The release notes cover the following topics:
- What's New?
- Upgrading from a Previous Version
- Internationalization Support
- Known Issues
vRealize Log Insight delivers the best real-time and archive log management, especially for VMware environments. Machine learning-based Intelligent Grouping and high-performance search enables faster troubleshooting across physical, virtual, and cloud environments. vRealize Log Insight can analyze terabytes of logs, discover structure in unstructured data, and deliver enterprise-wide visibility using a modern Web interface.
This release of VMware vRealize Log Insight delivers product improvements and updates to the previous release, including these features:
- Server Features
- Added API to query alert execution and notification history
- Added ability to specify basic authentication for webhooks
- New product configuration APIs added
- The source field is maintained when forwarding from vRealize Log Insight forwarder to a vRealize Log Insight server
- Hosts on the /admin/hosts page can now be exported
- External load balancer support will be removed in a later version.
- VMware Identity Manager (vIDM) is now supported. You can download a licensed version of vIDM for use with this release from the vRealize Log Insight Download page.
- See https://www.vmware.com/support/pubs/identitymanager-pubs.html for vIDM documentation.
- For information about migrating from Active Directory to vIDM, see the following Knowledge Base article: https://kb.vmware.com/kb/2148976.
- General User Interface Items
- Dashboard legend mouse-over in one widget now highlights corresponding chart items across widgets
- Added ability to show a given time across all dashboard chart widgets simultaneously
- Separate options are available for descriptions and recommendations for user alerts.
- User alert history for aggregation queries now includes count
- Agent Items
- Added ability to send unaltered raw syslog to destination server
- Added ability for agent syslog parser to parse structured data (SD), PRI, PROCID, and MSGID syslog fields
- Added auto-update checkbox option on MSI user interface
- Added support for sending logs to multiple destinations
- Added directory wildcard support
- Added support for Photon OS
- Support for Ubuntu 12.04 LTS has been deprecated
- Content Packs
- Updated General and vSphere content packs
- VSAN and vROps content packs included out of the box
vRealize Log Insight 4.5 supports the following VMware products and versions:
- vRealize Log Insight can pull events, tasks, and alarms data from VMware vCenter Server 5.5 or later.
- You can integrate vRealize Log Insight 4.5 with vRealize Operations Manager version 6.0 or later.
vRealize Log Insight 4.5 supports the following browser versions. More recent browser versions also work with vRealize Log Insight, but have not been validated.
- Mozilla Firefox 45.0 and above
- Google Chrome 51.0 and above
- Safari 9.1 and above
- Internet Explorer 11.0 and above
Note: Internet Explorer Document mode must be used in Standards Mode. Other modes are not supported.
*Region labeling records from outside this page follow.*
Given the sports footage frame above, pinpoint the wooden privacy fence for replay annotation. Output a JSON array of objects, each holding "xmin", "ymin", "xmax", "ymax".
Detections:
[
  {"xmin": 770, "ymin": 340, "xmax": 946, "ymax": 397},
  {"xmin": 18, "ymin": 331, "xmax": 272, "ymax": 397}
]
The Compatibility View browser mode is not supported.
The minimum supported browser resolution is 1280 by 800 pixels.
Important: Cookies must be enabled in your browser.
The vRealize Log Insight 4.5 Windows agent supports the following versions.
- Windows 7, Windows 8, Windows 8.1, and Windows 10
- Windows Server 2008, Windows Server 2008 R2, Windows Server 2012, Windows Server 2012 R2, and Windows Server 2016
The vRealize Log Insight Linux agent supports the following distributions and versions.
- RHEL 5, RHEL 6, and RHEL 7
- SUSE Enterprise Linux (SLES 11 SP3) and SLES 12 SP1
- Ubuntu 14.04 LTS, and 16.04 LTS
- VMware Photon, version 1 revision 2
vRealize Log Insight 4.5 has the following limitations.
- vRealize Log Insight does not handle non-printable ASCII characters correctly.
- vRealize Log Insight does not support printing. However, you can use the Print options of your browser. The printed results might vary depending on the browser that you use. We recommend Internet Explorer or Firefox for printing portions of the vRealize Log Insight user interface.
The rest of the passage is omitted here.